Her efforts only tended to make Jack look more pitiful.
“You come over here by the stove, boy, and dry off and warm up some before you get back out in that rain, and you keep that hood up, ya heah. You gonna catch your death of cold.”
“Yes, ma’am, but I’m late now and people are expectin’ their papers,” Jack said in his best hero’s tone.
“Well, I tell you what,” she said, “you’re gonna eat one of these sausages and a biscuit to warm your insides before you go back out there.”
“Yes, ma’am. Thank you.” Jack gave in to her insistence.
After he had eaten the delicious sausage and biscuit, he thanked the ladies again and returned to his route, which was just one more paper at the junior college’s president’s house.
From the president’s house, home was just a block away. Jack rode his bike into the garage and parked it in the front so it wouldn’t block the car or the pickup truck.
He went into the house through the breezeway from the garage so he could leave his wet slicker there to drip.
He said hello to his mother as he passed through the kitchen and found his dad in the living room to give him the paper.
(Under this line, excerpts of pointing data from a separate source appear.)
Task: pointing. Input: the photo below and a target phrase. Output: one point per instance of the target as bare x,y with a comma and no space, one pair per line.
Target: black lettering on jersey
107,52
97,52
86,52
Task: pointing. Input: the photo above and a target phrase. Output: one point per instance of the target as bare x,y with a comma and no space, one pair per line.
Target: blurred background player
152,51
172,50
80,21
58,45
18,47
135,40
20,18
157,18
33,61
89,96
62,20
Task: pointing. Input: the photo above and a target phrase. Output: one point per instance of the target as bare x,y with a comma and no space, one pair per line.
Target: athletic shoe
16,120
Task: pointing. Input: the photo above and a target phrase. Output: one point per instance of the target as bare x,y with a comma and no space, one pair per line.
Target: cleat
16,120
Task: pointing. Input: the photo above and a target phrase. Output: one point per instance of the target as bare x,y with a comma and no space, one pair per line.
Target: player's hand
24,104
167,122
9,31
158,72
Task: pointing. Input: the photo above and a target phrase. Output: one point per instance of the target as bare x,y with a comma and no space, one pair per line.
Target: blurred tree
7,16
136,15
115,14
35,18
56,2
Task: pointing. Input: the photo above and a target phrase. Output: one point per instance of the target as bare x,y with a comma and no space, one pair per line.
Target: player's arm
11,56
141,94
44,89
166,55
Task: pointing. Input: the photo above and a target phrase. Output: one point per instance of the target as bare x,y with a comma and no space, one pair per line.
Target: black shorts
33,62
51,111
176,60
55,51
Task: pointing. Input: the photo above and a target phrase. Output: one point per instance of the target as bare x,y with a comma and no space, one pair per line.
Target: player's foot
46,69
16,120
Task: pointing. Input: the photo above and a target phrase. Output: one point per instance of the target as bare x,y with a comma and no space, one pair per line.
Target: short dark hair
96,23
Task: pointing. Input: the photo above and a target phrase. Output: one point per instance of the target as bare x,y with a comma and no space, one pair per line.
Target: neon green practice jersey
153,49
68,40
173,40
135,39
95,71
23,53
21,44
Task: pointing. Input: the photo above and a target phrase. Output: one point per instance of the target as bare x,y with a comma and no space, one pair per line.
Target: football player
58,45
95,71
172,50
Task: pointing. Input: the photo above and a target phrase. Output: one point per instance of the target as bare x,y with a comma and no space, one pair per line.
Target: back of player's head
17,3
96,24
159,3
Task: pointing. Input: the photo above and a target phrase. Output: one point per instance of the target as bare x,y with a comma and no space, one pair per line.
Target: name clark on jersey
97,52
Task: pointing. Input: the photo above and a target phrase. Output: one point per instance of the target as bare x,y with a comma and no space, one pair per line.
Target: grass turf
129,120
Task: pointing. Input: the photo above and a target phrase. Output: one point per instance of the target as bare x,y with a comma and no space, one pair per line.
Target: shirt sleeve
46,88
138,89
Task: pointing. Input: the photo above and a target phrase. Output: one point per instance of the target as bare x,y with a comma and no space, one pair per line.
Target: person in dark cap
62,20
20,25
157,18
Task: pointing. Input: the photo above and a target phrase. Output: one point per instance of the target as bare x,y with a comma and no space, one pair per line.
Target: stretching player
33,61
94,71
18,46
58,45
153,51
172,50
Jack’s mother stuck her head out of the kitchen door and said, “Jack, you go to your room and change those wet pants and shoes. Bring the wet ones back to the breezeway so I can put them in the wash. Supper will be ready in about ten minutes. “You hungry?”
“Not too much but I could eat, thank you.”
Chapter Five
The River
It was good that spring break started the next week. Billy Joe was about to come unglued. He and Jack could get their substitute newspaper carriers to run their paper routes for a week while they fished and camped in the woods if their mommas would let them go.
Jack did foresee a problem getting their mommas to let them go for a week without adults.
“I think w
e need to go out with the Methodists on their sleep-out at the Boy Scout camp. Your momma and mine would, for sure, let us go on that and the Methodists sure eat good.”
“You mean you wanna go waste a week with those sissies in the woods?” Billy Joe asked. “Most of ’em ain’t never been out all night without their mommas.”
“They ain’t sissies,” Jack said. “They’re just not used to being out in the woods. The only reason I wanna do it is, that’s the only way Momma will let me spend the night out there.”
“Yeah,” Billy Joe agreed. “My momma thinks bears and alligators are gonna eat me or somethin’ but I don’t know if it’s worth it to go out with this Methodist Youth Fellowship bunch or not.”
“You know the Methodists have the best parties and eats in town. The Baptists and the Presbyterians pray a lot but they don’t eat near as well. Besides, what you don’t like is the Easter egg hunts but it ain’t Easter. They won’t do none of that,” Jack argued.
“What men are goin’?” Billy Joe asked.
“Louis Jackson and Ted Ward, Jr. is what I’ve heard.”
“Louis Jackson! When he was scout master, he used to make us march and he would kick us if we got out of step. I think he was a marine or somethin’ in the war,” Billy Joe protested.
“Aw, he ain’t gonna make us march on a campout,” Jack said. “The worst he can do is make us bring in too much firewood.”
“Where they havin’ this ‘campout’?” Billy Joe asked.
“Out at the scout camp on Leaf River,” Jack answered.
“Now that they built the shelter with the big fireplace and put in the generator wheel on the river, it ain’t like bein’ in the woods a’tall,” Billy Joe protested.
“What we gonna do if we don’t go with them?” Jack asked.
“We could borrow Mr. Ezell’s boat and run some trotlines further on up the river,” Billy Joe proposed. “The river’s just right, I hear.”
“Now you know as well as I do that neither your momma nor my momma are gonna let us do that after what happened last time,” Jack said.